A Short History of Metal Belts
“The first steel conveyor systems were invented and produced in 1901 and became widely used in food production. A little later in that century, Henry Ford popularized conveyors, incorporating them into his auto assembly lines. Rubber shortages during WWII led to the invention of synthetic conveyor belts.
“Decades later, rapid growth in America’s post-war economy led to the increased use of steel belts in manufacturing. Early applications included productions for NASA and the tobacco industry.
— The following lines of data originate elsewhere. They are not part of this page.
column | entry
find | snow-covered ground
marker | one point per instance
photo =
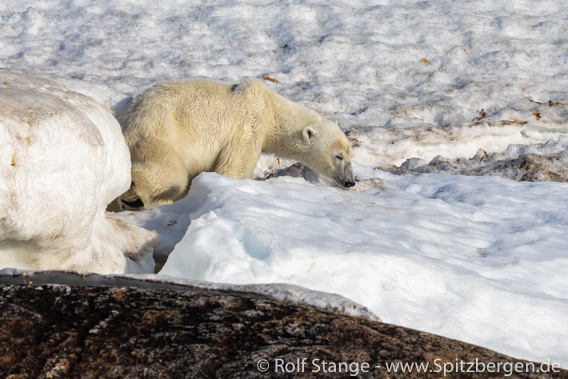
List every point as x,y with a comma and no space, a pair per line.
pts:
480,259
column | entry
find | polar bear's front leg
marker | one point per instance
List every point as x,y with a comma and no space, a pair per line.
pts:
239,164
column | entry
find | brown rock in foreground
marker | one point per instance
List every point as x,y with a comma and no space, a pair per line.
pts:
50,331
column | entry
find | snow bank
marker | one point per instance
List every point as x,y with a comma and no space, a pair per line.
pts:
407,77
479,259
534,162
62,161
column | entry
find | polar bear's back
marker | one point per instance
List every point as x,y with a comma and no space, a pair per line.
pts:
189,117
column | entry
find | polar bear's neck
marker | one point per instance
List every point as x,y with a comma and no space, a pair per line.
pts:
290,119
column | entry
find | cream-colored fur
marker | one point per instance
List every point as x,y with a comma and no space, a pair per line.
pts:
178,129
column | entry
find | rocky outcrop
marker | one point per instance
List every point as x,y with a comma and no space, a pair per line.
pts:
62,330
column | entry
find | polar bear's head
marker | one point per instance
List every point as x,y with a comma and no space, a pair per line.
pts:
329,152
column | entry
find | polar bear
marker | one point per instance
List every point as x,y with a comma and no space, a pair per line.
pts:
178,129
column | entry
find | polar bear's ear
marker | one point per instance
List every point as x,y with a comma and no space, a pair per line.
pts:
309,134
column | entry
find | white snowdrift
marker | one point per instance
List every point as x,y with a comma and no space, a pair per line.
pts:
479,259
62,161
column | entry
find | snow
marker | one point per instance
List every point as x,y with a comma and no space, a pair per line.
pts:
63,160
452,87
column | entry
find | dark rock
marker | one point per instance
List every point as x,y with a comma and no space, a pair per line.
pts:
54,330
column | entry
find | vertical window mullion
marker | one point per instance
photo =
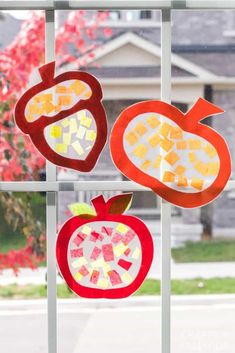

“Since that time, advancements led to the endless metal belt, a completely smooth surfaced belt with a single welded seam. Metal belt applications have also expanded into electronics, semiconductors, medical goods, food, packaging, robotics and printing.
Metal Belts and Food Processing
“The food processing industry is vulnerable to product recalls, often due to bacterial contaminants that spread through poorly inspected products or because of contamination due to dirty processing equipment. A recall due to contamination can prove devastating, both financially and to a company’s reputation.
“Plastic and rubber belts are susceptible to fraying and generating particulates that can fall into the food. They are also prone to physical damage, including pits and cracks where chemicals, allergens or contagions can build up and fester. And plastic and rubber belts outgas (emit fumes), which can affect the food’s flavor.
“In comparison, solid stainless-steel belts and conveyors have hygienic surfaces that are more sanitary and do not affect food quality. Stainless steel resists rust and corrosion and can be cleaned easily and thoroughly with inexpensive chlorine, high-pressure steam or most other washing methods. Because metal belts contain fewer moving parts than mesh and other belts, there’s a much lower chance that parts or particulates will break off the belt and contaminate the food supply.
“Unlike plastic and rubber, steel does not absorb odors and its surface resists bacteria like salmonella and listeria that can cause cross-contamination.
“Most importantly, the stainless-steel designs meet and exceed FDA regulations and guidelines for food manufacturers. From meats to frozen pizzas and ice cream, stainless steel metal belts are ideal for the cooking, freezing and handling edible products. They have proven to be versatile, durable, and easy to design and manufacture for any food processing system requiring exceptional results.”